MadHatter comments on Real-Time Research Recording: Can a Transformer Re-Derive Positional Info?

MadHatter 4 Nov 2022 4:11 UTC
2 points
0
Very cool stuff! Do you have the notebook on colab or something? Kind of want to find out how the story ends, whether that’s in a second half video or just playing around with the code. At the end of this video you had what looked like fairly clean positional embeddings coming out of MLP0. Also the paying-attention-to-self in the second attention layer could plausibly be something to do with erasing the information that comes in on that token, since that’s something that all transformer decoders have to do in some fashion or another.

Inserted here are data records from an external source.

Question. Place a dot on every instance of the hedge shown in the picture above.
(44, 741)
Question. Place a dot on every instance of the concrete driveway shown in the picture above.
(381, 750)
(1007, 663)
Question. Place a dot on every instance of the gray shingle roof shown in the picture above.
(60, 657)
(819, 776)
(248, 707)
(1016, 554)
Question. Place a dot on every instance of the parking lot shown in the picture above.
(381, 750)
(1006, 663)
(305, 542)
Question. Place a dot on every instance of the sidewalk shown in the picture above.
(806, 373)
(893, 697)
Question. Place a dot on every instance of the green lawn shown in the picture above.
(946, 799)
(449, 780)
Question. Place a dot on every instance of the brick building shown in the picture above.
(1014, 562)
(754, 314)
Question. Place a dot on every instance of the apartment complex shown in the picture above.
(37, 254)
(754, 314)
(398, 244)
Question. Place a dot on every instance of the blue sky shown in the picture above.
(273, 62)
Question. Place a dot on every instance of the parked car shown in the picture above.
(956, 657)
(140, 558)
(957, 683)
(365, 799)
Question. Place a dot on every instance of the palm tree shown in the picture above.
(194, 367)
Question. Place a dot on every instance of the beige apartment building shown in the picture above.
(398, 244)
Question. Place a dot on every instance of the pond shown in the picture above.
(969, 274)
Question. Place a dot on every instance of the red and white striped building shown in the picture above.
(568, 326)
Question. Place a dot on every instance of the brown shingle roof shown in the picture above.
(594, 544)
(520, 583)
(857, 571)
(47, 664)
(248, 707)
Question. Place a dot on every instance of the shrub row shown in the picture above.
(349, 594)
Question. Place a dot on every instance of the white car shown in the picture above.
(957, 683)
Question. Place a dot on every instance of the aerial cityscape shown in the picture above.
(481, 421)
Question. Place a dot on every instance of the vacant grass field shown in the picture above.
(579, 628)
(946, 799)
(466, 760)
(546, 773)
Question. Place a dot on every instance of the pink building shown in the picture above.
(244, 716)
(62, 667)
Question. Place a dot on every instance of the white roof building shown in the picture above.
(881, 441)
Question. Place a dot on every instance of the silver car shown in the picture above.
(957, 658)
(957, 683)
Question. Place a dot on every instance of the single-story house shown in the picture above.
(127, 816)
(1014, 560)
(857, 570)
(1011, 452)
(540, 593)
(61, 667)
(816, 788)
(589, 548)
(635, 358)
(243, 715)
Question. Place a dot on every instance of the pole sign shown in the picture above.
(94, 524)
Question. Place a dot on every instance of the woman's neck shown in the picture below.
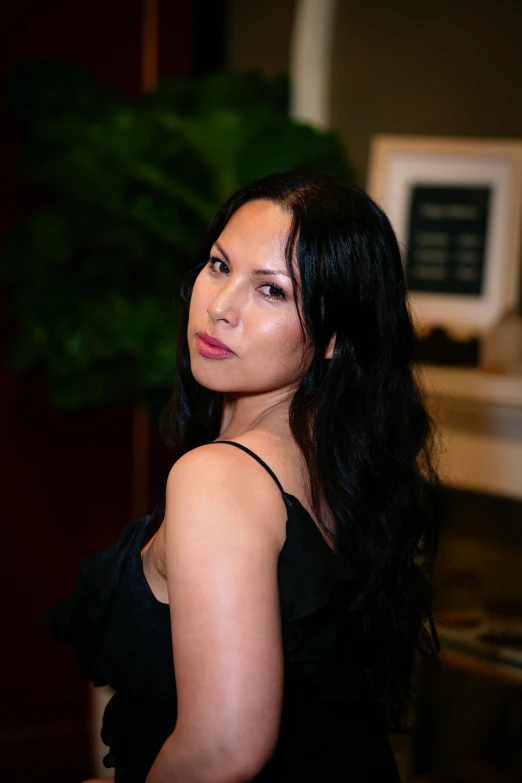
(245, 412)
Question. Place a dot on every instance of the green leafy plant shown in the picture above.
(122, 193)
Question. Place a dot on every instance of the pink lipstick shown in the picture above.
(211, 347)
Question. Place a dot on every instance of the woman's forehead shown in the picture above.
(257, 231)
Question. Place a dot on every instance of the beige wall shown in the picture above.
(451, 67)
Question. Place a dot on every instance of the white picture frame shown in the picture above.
(400, 165)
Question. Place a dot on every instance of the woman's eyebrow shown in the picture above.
(258, 272)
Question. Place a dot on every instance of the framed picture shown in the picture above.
(456, 207)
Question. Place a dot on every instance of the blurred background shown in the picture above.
(126, 124)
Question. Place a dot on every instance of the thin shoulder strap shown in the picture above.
(254, 455)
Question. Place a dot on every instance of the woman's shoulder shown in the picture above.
(219, 482)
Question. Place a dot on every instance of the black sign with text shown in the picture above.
(447, 239)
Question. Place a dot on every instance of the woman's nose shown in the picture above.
(225, 306)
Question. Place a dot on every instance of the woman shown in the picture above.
(267, 630)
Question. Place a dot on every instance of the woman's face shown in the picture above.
(244, 299)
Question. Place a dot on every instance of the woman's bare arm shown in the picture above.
(223, 525)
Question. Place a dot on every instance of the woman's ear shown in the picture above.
(330, 347)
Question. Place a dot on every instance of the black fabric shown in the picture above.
(332, 729)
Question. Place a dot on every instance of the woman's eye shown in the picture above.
(214, 265)
(274, 292)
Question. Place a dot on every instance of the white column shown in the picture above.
(310, 59)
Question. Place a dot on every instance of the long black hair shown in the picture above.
(358, 417)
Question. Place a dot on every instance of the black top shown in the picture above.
(332, 727)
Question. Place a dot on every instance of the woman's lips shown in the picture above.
(210, 351)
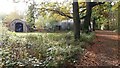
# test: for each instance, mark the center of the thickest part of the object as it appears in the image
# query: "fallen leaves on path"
(104, 51)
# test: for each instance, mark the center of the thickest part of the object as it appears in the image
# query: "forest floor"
(103, 51)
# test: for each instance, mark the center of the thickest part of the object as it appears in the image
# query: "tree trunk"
(94, 24)
(76, 19)
(88, 16)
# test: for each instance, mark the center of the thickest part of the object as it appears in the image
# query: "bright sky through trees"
(7, 6)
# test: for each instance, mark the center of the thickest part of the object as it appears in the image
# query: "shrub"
(37, 49)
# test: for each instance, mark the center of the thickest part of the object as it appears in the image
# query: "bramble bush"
(40, 49)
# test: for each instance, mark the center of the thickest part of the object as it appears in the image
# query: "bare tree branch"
(57, 11)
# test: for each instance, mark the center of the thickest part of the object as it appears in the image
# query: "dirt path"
(104, 51)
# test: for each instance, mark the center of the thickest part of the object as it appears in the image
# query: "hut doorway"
(18, 27)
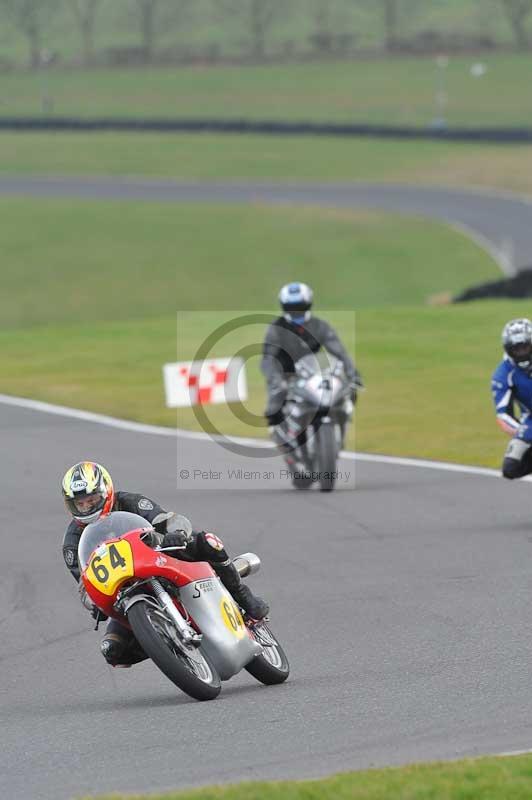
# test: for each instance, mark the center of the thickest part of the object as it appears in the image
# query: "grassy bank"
(206, 156)
(479, 779)
(386, 90)
(121, 261)
(89, 295)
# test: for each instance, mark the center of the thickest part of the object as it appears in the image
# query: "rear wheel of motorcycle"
(301, 481)
(272, 665)
(193, 674)
(326, 457)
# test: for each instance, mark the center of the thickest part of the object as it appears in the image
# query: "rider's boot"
(256, 607)
(119, 647)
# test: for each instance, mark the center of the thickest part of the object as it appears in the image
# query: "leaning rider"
(88, 493)
(512, 386)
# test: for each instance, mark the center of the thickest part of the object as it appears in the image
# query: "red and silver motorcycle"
(183, 617)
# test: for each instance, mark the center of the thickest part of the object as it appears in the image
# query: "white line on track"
(159, 430)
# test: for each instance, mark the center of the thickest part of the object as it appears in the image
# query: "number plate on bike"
(110, 566)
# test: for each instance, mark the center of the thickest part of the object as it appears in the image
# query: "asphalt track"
(403, 605)
(500, 222)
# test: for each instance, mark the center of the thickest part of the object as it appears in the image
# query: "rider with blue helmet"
(293, 335)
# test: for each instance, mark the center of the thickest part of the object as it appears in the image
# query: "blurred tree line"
(133, 29)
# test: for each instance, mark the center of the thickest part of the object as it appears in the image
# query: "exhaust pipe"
(247, 564)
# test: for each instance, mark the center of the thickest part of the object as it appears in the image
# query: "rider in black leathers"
(88, 493)
(290, 337)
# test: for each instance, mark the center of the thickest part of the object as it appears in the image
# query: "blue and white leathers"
(512, 385)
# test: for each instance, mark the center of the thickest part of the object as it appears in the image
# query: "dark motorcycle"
(318, 407)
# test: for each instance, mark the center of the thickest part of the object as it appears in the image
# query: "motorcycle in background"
(317, 410)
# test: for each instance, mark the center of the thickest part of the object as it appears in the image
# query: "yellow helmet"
(88, 491)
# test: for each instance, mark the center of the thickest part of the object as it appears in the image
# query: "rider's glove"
(87, 603)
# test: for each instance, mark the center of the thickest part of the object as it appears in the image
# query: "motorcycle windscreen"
(112, 526)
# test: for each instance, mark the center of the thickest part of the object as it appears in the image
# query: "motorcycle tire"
(170, 658)
(271, 666)
(326, 457)
(301, 482)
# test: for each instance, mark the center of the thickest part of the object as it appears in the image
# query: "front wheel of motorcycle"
(327, 452)
(187, 667)
(271, 666)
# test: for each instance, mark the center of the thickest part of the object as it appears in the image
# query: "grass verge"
(471, 779)
(89, 294)
(210, 157)
(382, 90)
(427, 373)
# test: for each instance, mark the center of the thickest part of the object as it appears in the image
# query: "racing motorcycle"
(181, 614)
(318, 407)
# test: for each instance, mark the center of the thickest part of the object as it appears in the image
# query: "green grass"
(399, 91)
(89, 294)
(120, 261)
(228, 157)
(478, 779)
(416, 362)
(200, 27)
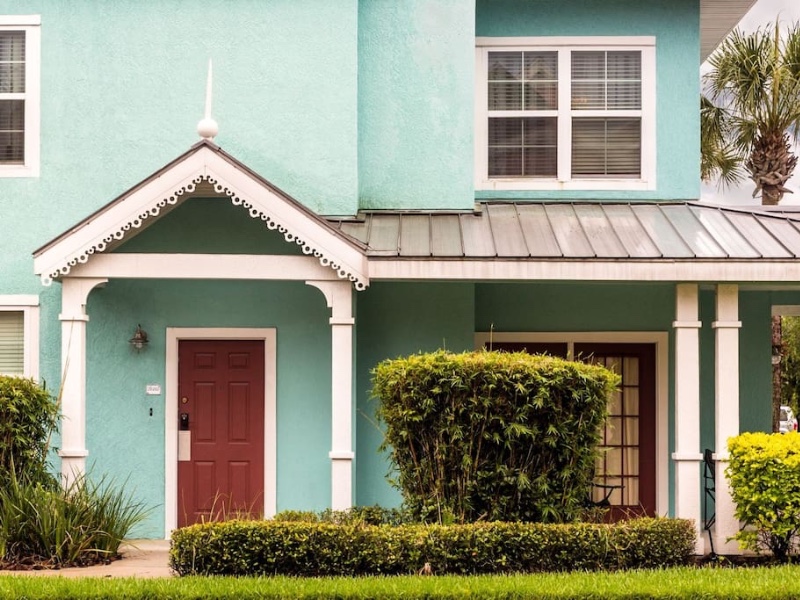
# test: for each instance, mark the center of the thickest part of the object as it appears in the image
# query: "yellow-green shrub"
(764, 474)
(325, 549)
(492, 435)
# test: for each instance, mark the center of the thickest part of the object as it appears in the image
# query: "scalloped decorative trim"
(172, 199)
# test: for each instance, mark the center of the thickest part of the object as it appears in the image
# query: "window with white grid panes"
(19, 96)
(12, 342)
(553, 117)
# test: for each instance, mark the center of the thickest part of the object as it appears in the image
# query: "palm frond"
(753, 104)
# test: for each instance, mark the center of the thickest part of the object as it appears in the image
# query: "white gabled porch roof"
(205, 165)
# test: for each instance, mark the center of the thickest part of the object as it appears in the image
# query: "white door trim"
(174, 335)
(660, 339)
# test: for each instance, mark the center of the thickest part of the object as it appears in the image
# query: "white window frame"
(564, 45)
(28, 305)
(31, 25)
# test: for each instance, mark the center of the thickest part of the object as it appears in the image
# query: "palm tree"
(749, 121)
(752, 113)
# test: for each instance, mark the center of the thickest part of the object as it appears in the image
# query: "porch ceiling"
(687, 231)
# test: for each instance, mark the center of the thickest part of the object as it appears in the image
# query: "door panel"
(221, 391)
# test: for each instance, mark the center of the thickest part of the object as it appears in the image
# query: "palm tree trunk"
(777, 334)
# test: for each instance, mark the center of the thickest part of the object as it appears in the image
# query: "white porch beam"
(726, 412)
(499, 269)
(687, 456)
(73, 317)
(339, 298)
(204, 266)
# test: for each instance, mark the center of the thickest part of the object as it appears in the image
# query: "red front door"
(628, 446)
(221, 406)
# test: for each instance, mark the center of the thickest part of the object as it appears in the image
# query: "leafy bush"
(358, 515)
(324, 549)
(78, 525)
(492, 435)
(764, 474)
(28, 415)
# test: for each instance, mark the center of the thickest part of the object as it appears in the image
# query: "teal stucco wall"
(415, 92)
(398, 319)
(125, 441)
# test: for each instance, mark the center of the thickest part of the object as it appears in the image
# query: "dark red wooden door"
(221, 404)
(628, 447)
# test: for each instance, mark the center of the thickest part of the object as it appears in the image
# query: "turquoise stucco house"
(372, 178)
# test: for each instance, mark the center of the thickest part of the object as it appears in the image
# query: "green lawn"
(776, 582)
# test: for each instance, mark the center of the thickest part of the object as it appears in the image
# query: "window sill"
(8, 171)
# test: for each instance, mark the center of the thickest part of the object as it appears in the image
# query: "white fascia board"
(204, 266)
(586, 270)
(147, 201)
(114, 222)
(296, 226)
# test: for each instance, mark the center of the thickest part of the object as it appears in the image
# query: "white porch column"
(726, 411)
(339, 297)
(687, 454)
(73, 317)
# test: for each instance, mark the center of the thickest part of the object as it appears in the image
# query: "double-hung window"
(19, 335)
(556, 113)
(19, 96)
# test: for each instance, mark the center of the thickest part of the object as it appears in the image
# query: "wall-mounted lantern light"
(139, 339)
(776, 355)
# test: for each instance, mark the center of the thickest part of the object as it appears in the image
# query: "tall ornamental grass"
(81, 524)
(41, 522)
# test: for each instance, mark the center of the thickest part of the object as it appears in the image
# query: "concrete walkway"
(140, 558)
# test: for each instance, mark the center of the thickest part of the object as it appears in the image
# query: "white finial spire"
(207, 128)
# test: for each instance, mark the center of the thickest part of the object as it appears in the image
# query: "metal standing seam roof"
(563, 230)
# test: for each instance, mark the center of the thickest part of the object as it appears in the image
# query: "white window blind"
(12, 347)
(565, 113)
(12, 97)
(606, 146)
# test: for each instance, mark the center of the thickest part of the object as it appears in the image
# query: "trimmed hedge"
(493, 436)
(323, 549)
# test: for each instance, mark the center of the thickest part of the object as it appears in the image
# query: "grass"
(766, 583)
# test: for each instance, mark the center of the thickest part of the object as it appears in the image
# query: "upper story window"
(19, 96)
(565, 114)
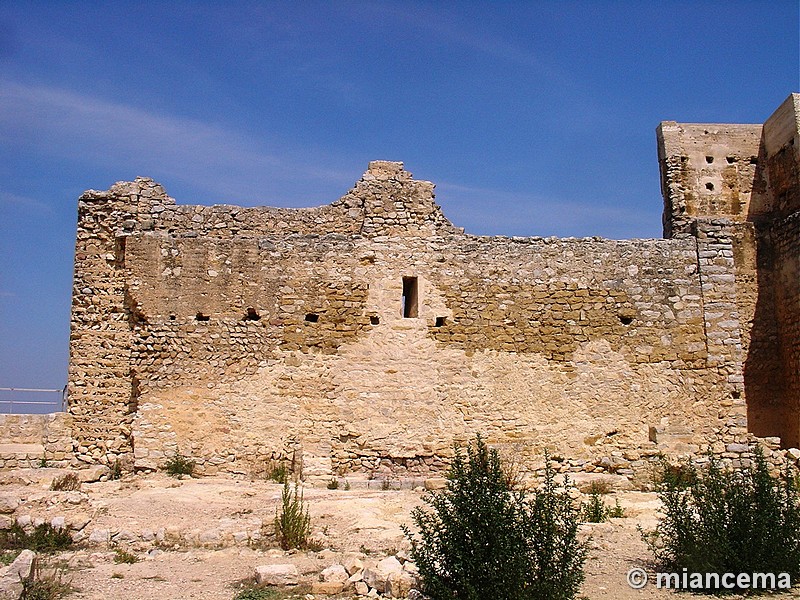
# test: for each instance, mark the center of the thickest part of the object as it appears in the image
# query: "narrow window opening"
(410, 310)
(252, 315)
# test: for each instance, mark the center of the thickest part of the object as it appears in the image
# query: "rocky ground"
(204, 538)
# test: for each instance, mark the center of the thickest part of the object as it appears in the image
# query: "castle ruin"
(368, 335)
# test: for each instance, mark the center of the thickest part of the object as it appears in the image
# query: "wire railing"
(36, 400)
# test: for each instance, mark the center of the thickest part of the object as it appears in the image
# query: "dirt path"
(198, 538)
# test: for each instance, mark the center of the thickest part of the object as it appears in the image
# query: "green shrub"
(728, 521)
(46, 583)
(179, 465)
(44, 538)
(292, 521)
(616, 511)
(278, 472)
(595, 510)
(68, 482)
(483, 539)
(123, 556)
(115, 471)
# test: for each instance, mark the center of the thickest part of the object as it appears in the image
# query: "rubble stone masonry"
(368, 335)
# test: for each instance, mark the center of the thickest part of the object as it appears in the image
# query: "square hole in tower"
(410, 298)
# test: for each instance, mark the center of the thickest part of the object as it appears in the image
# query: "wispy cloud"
(26, 203)
(500, 212)
(91, 130)
(441, 21)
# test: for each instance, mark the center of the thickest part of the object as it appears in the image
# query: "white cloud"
(94, 131)
(8, 199)
(500, 212)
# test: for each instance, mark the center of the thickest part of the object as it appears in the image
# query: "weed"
(595, 511)
(278, 472)
(45, 538)
(46, 584)
(252, 591)
(292, 521)
(727, 521)
(179, 465)
(601, 486)
(483, 539)
(68, 482)
(123, 556)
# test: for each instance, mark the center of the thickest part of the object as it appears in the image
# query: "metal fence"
(32, 400)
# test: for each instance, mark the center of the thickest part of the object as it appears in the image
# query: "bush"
(51, 584)
(44, 538)
(484, 539)
(125, 557)
(115, 471)
(68, 482)
(179, 465)
(595, 511)
(728, 521)
(292, 521)
(278, 472)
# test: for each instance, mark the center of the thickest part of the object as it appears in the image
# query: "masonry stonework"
(366, 336)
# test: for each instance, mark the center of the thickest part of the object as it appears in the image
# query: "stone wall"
(30, 440)
(757, 188)
(366, 336)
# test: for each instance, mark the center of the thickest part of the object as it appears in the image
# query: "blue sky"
(533, 118)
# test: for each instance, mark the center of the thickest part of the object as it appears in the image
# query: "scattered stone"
(334, 573)
(286, 574)
(8, 504)
(11, 576)
(93, 473)
(327, 588)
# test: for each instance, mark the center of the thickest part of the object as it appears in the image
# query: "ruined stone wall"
(33, 440)
(756, 188)
(248, 335)
(367, 335)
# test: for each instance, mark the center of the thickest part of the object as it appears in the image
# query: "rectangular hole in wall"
(410, 310)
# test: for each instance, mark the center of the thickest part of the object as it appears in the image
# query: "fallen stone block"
(277, 574)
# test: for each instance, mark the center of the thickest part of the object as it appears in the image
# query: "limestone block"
(334, 573)
(327, 588)
(8, 503)
(285, 574)
(93, 473)
(376, 577)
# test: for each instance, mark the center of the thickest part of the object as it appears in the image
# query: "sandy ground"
(195, 554)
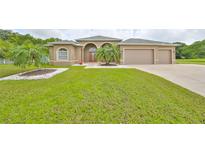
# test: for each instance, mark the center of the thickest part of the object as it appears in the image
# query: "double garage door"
(146, 56)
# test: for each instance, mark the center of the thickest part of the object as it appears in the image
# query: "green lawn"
(191, 61)
(99, 96)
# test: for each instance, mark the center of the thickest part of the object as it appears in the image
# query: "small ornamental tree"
(28, 54)
(4, 49)
(108, 54)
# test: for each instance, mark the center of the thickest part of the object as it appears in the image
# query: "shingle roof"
(143, 41)
(64, 42)
(99, 38)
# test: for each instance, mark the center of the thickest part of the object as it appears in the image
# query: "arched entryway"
(89, 52)
(106, 44)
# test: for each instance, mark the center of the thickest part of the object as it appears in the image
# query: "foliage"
(23, 49)
(195, 50)
(191, 61)
(4, 49)
(108, 53)
(98, 96)
(28, 54)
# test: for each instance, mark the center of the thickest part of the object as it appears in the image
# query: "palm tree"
(28, 54)
(108, 54)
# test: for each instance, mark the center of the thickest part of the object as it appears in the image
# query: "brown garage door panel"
(164, 57)
(138, 56)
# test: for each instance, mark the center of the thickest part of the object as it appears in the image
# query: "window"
(62, 54)
(92, 49)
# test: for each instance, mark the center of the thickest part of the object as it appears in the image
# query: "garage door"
(138, 56)
(164, 56)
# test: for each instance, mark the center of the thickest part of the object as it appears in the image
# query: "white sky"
(167, 35)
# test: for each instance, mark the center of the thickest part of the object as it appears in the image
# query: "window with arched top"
(62, 54)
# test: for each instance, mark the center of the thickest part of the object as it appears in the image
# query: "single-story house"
(133, 51)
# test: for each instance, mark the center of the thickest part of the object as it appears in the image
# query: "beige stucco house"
(133, 51)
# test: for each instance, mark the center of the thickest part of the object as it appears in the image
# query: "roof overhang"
(98, 40)
(63, 43)
(150, 44)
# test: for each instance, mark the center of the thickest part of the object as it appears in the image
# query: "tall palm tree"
(108, 54)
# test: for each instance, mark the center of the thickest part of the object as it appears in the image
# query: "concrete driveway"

Pretty sure the loss spikes were coming from using max rather than min when defining the learning rate schedule. Your learning rate multiplier starts at 1 and then linearly increases as step/100 once it reaches 100, which makes sense why it behaves itself for a while and then ultimately diverges for large numbers of steps.
- MadHatter 4 Nov 2022 5:14 UTC
  1 point
  2
  Parent
  Yeah, just changing the max to a min produces this much smoother loss curve from your notebook..
- MadHatter 4 Nov 2022 4:56 UTC
  1 point
  0
  Parent
  Oops, did not read the post carefully enough, you’ve already linked to the colab!